Estate agents and human beings

February 20th, 2007

This article, despite the headline, is more about me, than estate agents. Because I am currently a quivering mess of emotions. That is not the fault of the estate agents. It is because I am selling the house in which I have lived for the past twenty-one years. But, if you read on to the end, you will find that it does connect back to estate agents eventually.

 In early 1976 I bought this house in something of a hurry. In the closing months of 1975 Janet and I had been spending much of our spare time, looking for a bigger house in the Gospel Oak neighbourhood, because our existing house in Oak Village was just not big enough to house our growing children and put up our foreign friends and our extended families. We had found a house twice as big over the road, at substantially less than the value of our house, but which needed a lot doing to it.

 There was a snag. It had a sitting tenant. But because we had been looking for some time, and were well-acquainted with the lady, we knew that she was on the verge of getting a council flat. So we put in our offer, which was about £18,000. And the deal was proceeding.

 Then, on Friday, the thirteenth of September, (I mention the date in case any of my readers are superstitious. I am, of course, a rational human being.) I was knocked off my motor bike in Pall Mall, on the way back to The Economist, for whom I was then working.

 In February, the Abbey National told me that they would not give me a mortgage on our preferred house. In those days, the building societies, were unprepared to lend on a house, which had an elderly tenant with legal rights inhabiting a bedsit on the first floor. Though we were quite happy to live with her, while she waited for the Council to give her, what she had wished for many years, a nice small mod cons council flat. Because, on our visits, we had become quite fond of her.

 But I was starting a new job, and facing a prospect of several months on crutches, during which I would be incapable of doing any of my amateur do-it-yourself. So we opted to buy a similar house in the same street for around £25,500, which was we could easily live in without doing anything immediately, because it had been well-maintained and modernised, but in 1950s, rather than Victorian style.

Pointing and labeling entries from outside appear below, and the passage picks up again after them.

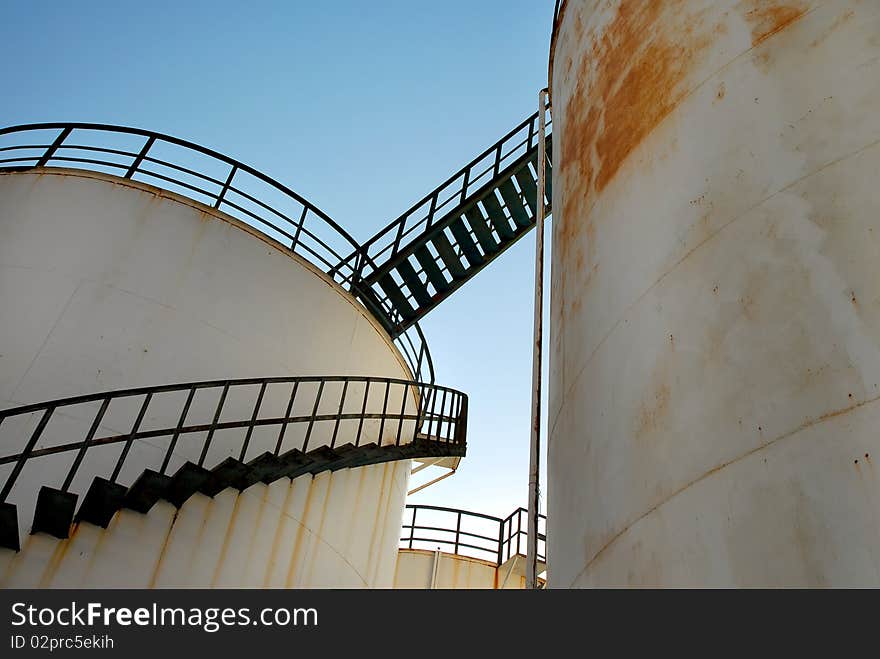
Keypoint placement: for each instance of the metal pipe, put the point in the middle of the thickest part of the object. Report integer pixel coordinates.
(534, 452)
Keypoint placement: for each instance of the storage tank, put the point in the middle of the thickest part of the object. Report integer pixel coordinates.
(108, 282)
(715, 313)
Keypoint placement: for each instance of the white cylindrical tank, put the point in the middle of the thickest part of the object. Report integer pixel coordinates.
(107, 283)
(715, 323)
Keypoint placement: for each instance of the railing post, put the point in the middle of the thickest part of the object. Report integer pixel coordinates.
(339, 413)
(140, 157)
(225, 186)
(28, 449)
(256, 412)
(131, 435)
(314, 414)
(54, 147)
(286, 417)
(85, 445)
(402, 411)
(357, 440)
(213, 425)
(180, 422)
(500, 541)
(302, 220)
(384, 411)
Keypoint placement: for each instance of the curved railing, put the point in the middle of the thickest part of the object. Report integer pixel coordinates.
(467, 533)
(216, 434)
(208, 177)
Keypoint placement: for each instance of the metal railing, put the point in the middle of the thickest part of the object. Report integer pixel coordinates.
(467, 533)
(182, 422)
(470, 179)
(208, 177)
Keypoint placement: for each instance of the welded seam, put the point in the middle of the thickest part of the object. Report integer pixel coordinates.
(314, 533)
(806, 424)
(45, 341)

 Most of the work we did, and the money we spent, on that house was ripping out the plaster board partitions, and installing replicas of two of the original fireplaces. So what we now have is something which combines the elegance of the Victorian structure, with central heating, discreet big French windows facing the garden, etc, etc.

 But even before we had done anything, I remember sitting at my desk, then in the front ground floor ‘dining room’ which was designated my study, the first study I had ever had in my life, and feeling totally happy. This was a house in which I was quite happy to spend the rest of my life

But I have lived longer than I expected to. And I am now looking forward to a change, when I will divide my time between a flat near here and a small house by the seaside.

 And so is all my family. But we are all in a mess of emotions, because so much of our life together has been lived in this heap of bricks and mortar which has suited us. So today while were discussing all the practicalities of this change, little Dulcie upset a glass of wine over the documents I had brought over to show to Holly. And slightly bigger Joe had vanished to the sitting room to play on his parent’s laptop.

 Earlier in the day my wife had erupted, because, due to a misunderstanding, I had arranged for the first visits of the first prospective buyers at the wrong time. So she vanished and I dealt with them, carefully concealing the tears in my eyes.

 We were fearing the newly rich who were going to tear out what we had so carefully constructed. But in fact, it was not so bad. Two of the three lots who came round were obviously appreciative of what we had done. And although, one was a rising grocer and the other a banker, they both were not just buying their houses as ‘investments’.

 They were not behaving like ‘estate agents’. But, neither were most of the estate agents I have been dealing with. They have mostly shown quite a lot of sensitivity to the emotional upheavals that are an intricate part of selling and buying houses. (Though, they are, I think, overpaid in relation to postmen, milkmen and small shopkeepers, who also spend a lot of their time dealing with the emotional needs of the people they encounter while earning their daily bread.)

 My headline was provoked by the comment of Phil on the previous blog I wrote in which I referred to the estate agents who were dominating my life. He wrote that those I had encountered must have been young. Because even estate agents die of shame. Good joke.

 But that rather misses the point I was making. Which will be clear to anyone who has read my last three blogs. Estate agents and small shopkeepers are doing just exactly what they have been doing for generations.

 What is different today is that university teachers are being encouraged to behave like estate agents, and university vice chancellors are going along with it. The students are not our customers. Our job is not to sell them the knowledge and experience we have. It is to challenge and provoke them. It is to make them dissatisfied.

 Our job is not to quench their thirst. It is to whet their appetites, to raise their aspirations, not to train them to fit in with the fashions of the times.